With increasing amounts of data being shared among various organizations such as health care centers, academic institutions, financial organizations and government organizations, there is need to ensure the integrity of data so that the decisions based on this data are effective. Providing security to the data at hand does not suffice, it is also necessary to evaluate the source of the data for its trust-worthiness. Issues such as which protection method was used, how the data was protected, and whether it was vulnerable to any type of attack during transit might influence how the user uses the data. It is also necessary to keep track of different types of data, which may be spread across various domains. Identification of the context of the data usage i.e., why a user might want to access a particular piece of data or the intent of data access is also an important piece of information to be kept track of.
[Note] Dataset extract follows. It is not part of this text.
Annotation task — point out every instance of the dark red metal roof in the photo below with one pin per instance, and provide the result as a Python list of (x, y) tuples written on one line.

Finding the provenance of data is important to evaluate its trustworthiness; but this may in-turn cause a risk to privacy. In case of some systems, it may be important to hide the source of information in order to protect its privacy. Also, data or information transfer does not necessarily have to be on a file to file exchange basis- there is also a possibility that the data might have been paraphrased. Data which has a particular meaning in a given domain may mean something totally different in another domain. Data might also be given away by people unintentionally. The question now would be how to trace back to the original source of information. A possible solution suggested to this was to pay attention to the actual communication, move beyond the regions where we are comfortable and to put a human perspective on them, for that is how we communicate.
Scale is one of the major issues in designing systems for data provenance. This problem can be solved effectively for a single system, but the more one tries to scale it to a higher level, the less effective the system becomes. Also, deciding how much provenance is required is not an easy question to answer, as one cannot assume that one would know how much data the user would require. If the same amount of information as the previous transaction was provided, then one might end up providing excess (or insufficient) data than what is required.
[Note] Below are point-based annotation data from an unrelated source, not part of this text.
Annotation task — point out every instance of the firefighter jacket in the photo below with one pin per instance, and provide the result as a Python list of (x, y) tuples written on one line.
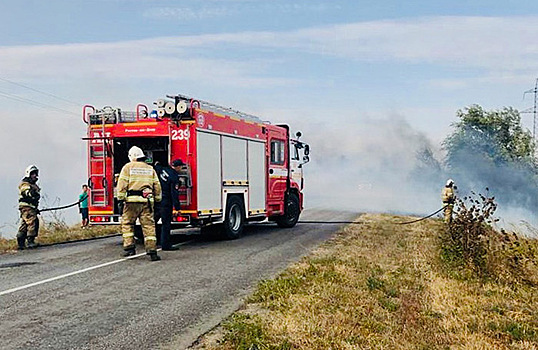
[(138, 183), (28, 194), (448, 196), (170, 186)]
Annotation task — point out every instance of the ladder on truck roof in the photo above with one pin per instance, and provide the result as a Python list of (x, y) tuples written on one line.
[(219, 109)]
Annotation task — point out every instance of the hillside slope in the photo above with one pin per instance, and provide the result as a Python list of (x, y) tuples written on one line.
[(381, 285)]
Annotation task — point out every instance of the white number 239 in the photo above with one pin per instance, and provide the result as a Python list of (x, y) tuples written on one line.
[(180, 134)]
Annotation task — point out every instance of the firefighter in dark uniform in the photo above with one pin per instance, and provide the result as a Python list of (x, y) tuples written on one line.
[(28, 202), (168, 176)]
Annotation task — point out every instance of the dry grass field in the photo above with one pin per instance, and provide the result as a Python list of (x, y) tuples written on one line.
[(380, 285), (57, 232)]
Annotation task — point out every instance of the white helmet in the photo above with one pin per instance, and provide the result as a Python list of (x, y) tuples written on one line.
[(30, 169), (135, 153)]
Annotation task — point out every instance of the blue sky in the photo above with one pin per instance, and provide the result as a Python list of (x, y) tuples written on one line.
[(325, 67)]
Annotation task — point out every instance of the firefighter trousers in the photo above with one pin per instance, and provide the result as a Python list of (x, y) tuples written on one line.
[(29, 223), (449, 207), (143, 212)]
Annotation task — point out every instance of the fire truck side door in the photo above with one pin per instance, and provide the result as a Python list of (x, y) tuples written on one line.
[(277, 168)]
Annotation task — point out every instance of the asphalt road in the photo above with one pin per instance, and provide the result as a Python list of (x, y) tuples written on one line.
[(84, 296)]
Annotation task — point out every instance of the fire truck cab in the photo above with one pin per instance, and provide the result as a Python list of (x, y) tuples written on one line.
[(237, 169)]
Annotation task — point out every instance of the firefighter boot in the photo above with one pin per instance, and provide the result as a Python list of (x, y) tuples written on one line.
[(153, 256), (20, 243), (32, 243), (129, 252)]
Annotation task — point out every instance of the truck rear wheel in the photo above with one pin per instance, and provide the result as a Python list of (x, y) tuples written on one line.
[(292, 210), (234, 221)]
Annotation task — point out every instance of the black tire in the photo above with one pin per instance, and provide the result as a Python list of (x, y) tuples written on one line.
[(234, 220), (292, 210)]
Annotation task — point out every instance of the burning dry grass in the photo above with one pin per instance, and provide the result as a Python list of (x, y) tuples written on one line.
[(56, 232), (380, 285)]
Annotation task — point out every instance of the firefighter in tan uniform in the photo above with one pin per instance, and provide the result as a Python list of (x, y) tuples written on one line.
[(28, 201), (139, 187), (448, 197)]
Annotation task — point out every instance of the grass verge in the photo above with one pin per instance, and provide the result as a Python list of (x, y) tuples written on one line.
[(54, 233), (379, 285)]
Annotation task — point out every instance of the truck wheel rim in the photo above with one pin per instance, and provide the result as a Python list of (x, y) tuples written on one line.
[(235, 218)]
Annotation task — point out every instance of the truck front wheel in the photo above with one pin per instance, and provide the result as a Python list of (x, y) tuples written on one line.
[(292, 210), (234, 220)]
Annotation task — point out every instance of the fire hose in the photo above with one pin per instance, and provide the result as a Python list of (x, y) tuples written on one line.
[(358, 222), (64, 206)]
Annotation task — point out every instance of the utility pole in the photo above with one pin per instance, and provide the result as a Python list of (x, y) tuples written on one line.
[(532, 110)]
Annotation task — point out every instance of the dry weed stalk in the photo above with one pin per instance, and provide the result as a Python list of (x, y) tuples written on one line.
[(471, 242)]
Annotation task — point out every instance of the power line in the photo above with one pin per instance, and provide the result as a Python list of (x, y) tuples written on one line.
[(528, 110), (41, 92), (34, 103)]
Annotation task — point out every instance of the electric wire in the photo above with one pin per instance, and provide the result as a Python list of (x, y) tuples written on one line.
[(41, 92), (34, 103)]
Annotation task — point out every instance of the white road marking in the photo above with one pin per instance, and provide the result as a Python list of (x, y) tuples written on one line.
[(13, 290)]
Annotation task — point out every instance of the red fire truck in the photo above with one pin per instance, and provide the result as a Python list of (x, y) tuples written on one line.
[(238, 168)]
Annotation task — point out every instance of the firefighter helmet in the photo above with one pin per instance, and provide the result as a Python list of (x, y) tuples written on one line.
[(31, 168), (135, 153)]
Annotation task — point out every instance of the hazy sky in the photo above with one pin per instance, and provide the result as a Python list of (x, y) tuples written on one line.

In order to answer the question about how to set and regulate policies regarding the access of data, it is important to monitor rather than control the access to data. Policies when imposed at a higher level are good, if there is a reasonable expectation that people will act accordingly to the policy. It is important not to be completely open about what information will be tracked or monitored, as, if there is a determined attacker, this information would be useful for him to find a way around it.
The issue of data provenance and building systems to manage data provenance has importance in several different fields. In domains where conclusions are drawn based on a set of data and any alterations to the data would change the decisions made, data provenance is of critical importance. Domains such as the DoD, Health care institutions, finance, control systems and military are some examples.
To conclude, the problem of data provenance and building systems to manage data provenance is not specific to a domain or a type of data. If this problem can be solved effectively in one domain, then it can be extended and modified to provide the solution to other domains as well.